Number Four, The Parade, Whitby: Homely night out with ice cream to die Four

Number Four restaurant, Whitby:'Fillet of beef, wild mushroom & garlic sauce
Number Four restaurant, Whitby:'Fillet of beef, wild mushroom & garlic sauce

Our last visit to this establishment was under its previous guise where the food was always reliable but the decor was so clinical, it was like eating in a hospital canteen.

A bit of tasteful wallpaper and a few offbeat exhibits (including a biplane propellor) later, and Number Four has a touch more comfort than its predecessor.

Number Four restaurant, Whitby:'Thai fishcake with sweet chilli dressing

Number Four restaurant, Whitby:'Thai fishcake with sweet chilli dressing

It would have been cruel to compare it to the Michelin-starred Star Inn at Harome, where we recently dined for a special occasion, choosing their excellent-value market menu.

For around the same price (£26 for three courses; or £22 for two), you can buy a decent meal at Number Four, and a visit beforehand to the online Bible of food reviews, Trip Advisor, suggested we’d be in for a good evening.

I’m pleased to say we weren’t disappointed.

I opened with the evening’s “off the cuff” soup, on this occasion tomato and lentil, which was a warm tasty starter on a chilly evening, while my wife Emma chose the Thai fishcakes, with sweet chilli dressing, which was nicely presented and added the right kick.

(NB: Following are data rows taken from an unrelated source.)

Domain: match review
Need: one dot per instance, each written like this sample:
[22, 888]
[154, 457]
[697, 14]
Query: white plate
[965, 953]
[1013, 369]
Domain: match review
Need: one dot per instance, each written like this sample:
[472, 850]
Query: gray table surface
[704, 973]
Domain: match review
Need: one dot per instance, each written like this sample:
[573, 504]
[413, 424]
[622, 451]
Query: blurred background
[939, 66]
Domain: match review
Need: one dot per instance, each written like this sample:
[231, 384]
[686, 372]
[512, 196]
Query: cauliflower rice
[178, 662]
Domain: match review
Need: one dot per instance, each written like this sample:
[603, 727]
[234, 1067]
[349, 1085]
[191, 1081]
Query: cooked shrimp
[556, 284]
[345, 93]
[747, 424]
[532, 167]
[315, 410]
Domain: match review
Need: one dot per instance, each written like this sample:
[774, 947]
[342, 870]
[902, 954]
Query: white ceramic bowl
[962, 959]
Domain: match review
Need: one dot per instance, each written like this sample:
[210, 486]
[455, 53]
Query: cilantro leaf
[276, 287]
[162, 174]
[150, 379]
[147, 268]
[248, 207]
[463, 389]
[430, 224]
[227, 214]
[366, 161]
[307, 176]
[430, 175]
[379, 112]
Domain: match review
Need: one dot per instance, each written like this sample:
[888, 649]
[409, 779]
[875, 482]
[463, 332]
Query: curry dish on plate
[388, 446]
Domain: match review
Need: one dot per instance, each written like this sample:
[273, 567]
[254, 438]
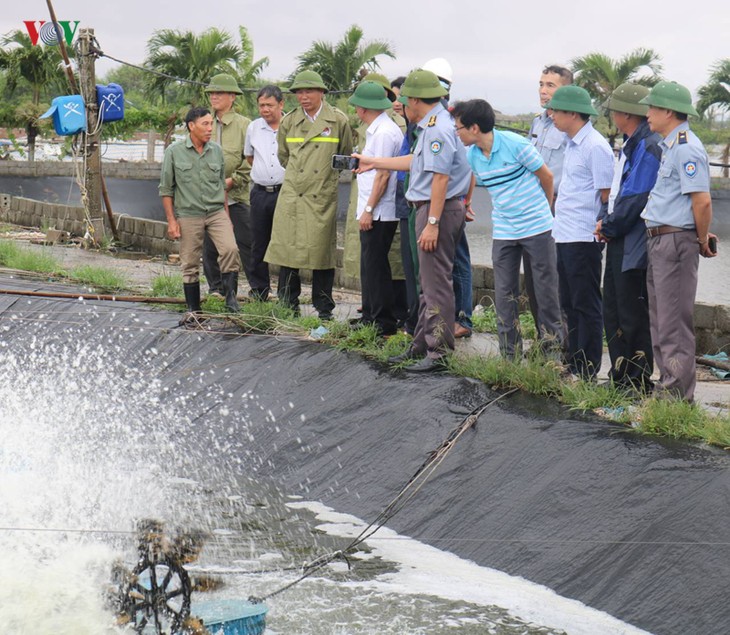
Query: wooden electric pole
[92, 155]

Number Four restaurant, Whitby: 'spiced winter pavlova

Number Four restaurant, Whitby: 'spiced winter pavlova

I was a little disappointed with the shortage of choice for the main course, but the pan-roast fillet of Easington pork with apple and cider puy lentils (plus veg) was as good an option as any.

Emma loved her medium fillet steak, cooked perfectly to her liking, with wild mushroom and garlic sauce, although typically of steak, there was a £5 surcharge.

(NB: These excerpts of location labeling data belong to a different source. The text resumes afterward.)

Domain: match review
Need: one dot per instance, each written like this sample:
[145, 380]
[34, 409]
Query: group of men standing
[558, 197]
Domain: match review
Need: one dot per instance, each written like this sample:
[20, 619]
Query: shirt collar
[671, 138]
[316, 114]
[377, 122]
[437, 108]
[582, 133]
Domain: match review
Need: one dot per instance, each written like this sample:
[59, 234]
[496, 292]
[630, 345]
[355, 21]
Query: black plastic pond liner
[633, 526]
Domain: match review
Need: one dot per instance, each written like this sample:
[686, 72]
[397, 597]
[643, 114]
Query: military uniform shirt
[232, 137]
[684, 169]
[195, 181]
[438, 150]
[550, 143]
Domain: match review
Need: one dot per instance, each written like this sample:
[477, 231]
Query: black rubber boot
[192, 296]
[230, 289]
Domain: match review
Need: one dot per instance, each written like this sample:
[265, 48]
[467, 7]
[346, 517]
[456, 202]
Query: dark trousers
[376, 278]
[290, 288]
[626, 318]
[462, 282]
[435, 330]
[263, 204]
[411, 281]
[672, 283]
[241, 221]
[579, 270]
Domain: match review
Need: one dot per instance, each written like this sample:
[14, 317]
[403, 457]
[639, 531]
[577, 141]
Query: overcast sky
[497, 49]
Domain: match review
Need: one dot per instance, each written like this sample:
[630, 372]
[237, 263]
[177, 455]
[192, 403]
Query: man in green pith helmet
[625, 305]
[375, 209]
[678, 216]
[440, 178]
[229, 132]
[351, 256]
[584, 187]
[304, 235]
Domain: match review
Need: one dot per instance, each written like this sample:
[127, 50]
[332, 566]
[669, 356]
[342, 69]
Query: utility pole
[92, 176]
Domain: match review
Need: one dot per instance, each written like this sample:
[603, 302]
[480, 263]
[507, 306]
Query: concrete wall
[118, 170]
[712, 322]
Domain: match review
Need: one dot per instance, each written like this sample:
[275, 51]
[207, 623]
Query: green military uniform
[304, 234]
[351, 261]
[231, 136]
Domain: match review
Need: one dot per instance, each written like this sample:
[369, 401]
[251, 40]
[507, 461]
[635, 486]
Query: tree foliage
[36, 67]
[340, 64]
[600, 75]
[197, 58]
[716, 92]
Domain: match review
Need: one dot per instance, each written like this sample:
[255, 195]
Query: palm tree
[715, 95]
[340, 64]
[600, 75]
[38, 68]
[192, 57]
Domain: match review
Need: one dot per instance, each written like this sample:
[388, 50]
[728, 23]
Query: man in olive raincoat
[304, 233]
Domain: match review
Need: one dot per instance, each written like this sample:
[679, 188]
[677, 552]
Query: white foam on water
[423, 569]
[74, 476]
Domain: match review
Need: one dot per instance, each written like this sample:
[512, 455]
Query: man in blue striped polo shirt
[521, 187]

She said it was a “really nice cut of meat” and was impressed too with the accompanying vegetables, sauteed potatoes and crunchy broccoli.

Other choices included a herb crusted rack of lamb, 
oven baked salmon with fennel and cherry tomatoes, mixed fish platter, or the vegetarian option of beetroot and goat’s cheese parcels with parsnip pancakes.

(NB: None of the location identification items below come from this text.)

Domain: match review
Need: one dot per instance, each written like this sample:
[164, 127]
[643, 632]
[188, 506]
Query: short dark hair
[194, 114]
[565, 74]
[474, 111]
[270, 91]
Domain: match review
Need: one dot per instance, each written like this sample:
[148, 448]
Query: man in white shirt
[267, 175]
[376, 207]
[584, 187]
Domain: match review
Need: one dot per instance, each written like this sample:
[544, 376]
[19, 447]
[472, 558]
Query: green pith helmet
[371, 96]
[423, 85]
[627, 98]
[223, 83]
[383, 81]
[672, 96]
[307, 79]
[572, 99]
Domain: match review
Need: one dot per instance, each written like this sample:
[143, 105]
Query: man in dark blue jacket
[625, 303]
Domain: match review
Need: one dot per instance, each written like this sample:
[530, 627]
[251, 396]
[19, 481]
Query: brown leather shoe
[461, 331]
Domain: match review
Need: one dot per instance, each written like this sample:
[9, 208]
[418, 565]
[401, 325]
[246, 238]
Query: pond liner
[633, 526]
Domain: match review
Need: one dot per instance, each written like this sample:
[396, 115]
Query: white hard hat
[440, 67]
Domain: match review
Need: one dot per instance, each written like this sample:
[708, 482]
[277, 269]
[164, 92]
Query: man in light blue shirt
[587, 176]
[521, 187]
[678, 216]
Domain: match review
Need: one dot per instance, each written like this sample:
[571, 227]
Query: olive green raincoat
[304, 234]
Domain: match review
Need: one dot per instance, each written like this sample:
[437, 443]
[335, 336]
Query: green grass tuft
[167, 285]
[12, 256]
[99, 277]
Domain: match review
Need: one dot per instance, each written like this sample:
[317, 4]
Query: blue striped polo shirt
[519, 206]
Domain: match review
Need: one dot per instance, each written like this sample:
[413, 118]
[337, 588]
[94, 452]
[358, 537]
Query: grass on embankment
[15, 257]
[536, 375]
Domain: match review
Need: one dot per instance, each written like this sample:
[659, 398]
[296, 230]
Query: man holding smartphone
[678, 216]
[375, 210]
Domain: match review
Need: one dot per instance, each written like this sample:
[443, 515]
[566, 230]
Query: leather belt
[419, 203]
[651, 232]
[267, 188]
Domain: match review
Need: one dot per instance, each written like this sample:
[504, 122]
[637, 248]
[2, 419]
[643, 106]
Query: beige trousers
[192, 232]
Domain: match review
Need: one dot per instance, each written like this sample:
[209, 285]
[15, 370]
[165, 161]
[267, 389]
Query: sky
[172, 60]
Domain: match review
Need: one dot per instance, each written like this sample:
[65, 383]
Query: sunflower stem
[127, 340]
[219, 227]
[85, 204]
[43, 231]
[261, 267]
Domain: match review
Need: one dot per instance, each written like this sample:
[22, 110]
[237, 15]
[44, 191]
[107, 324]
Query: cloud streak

We were both fairly full after the first two courses and, 
not usually being the three-course types, would normally have been happy to leave it there.

But the lure of the breakfast marmalade ice cream – which goes with the tart tatin or with the trio of ice creams – proved too tempting, so I went for the gelati hat-trick, which also featured cinnamon and ginger flavours, all of which were very nice and not too overpowering.

Emma summarised her spiced winter pavlova by saying: “We debated whether to have a dessert – but I’m glad we did” although it was a close call between the pavlova and the white chocolate and lemon curd tart.

Although the restaurant was quiet, with only two other couples in while we were there, we were well looked after by our hostess for the evening, who was attentive, friendly and chatty without being too in-your-face.

It would be nice to return on a livelier evening to see how Number Four contrasts with a drizzly Thursday night in 
November but the reviews we read on the ‘net were consistently good.

Our own opinion is that it is worth booking if you want somewhere for a homely meal just out of town, especially at this time of year, away from the hustle and bustle of Whitby town centre, which can significantly delay a meal out in a busier part of town.

Ratings out of ten: Food 7; menu choice 8; service 8; decor 7; ambience 6; overall 7.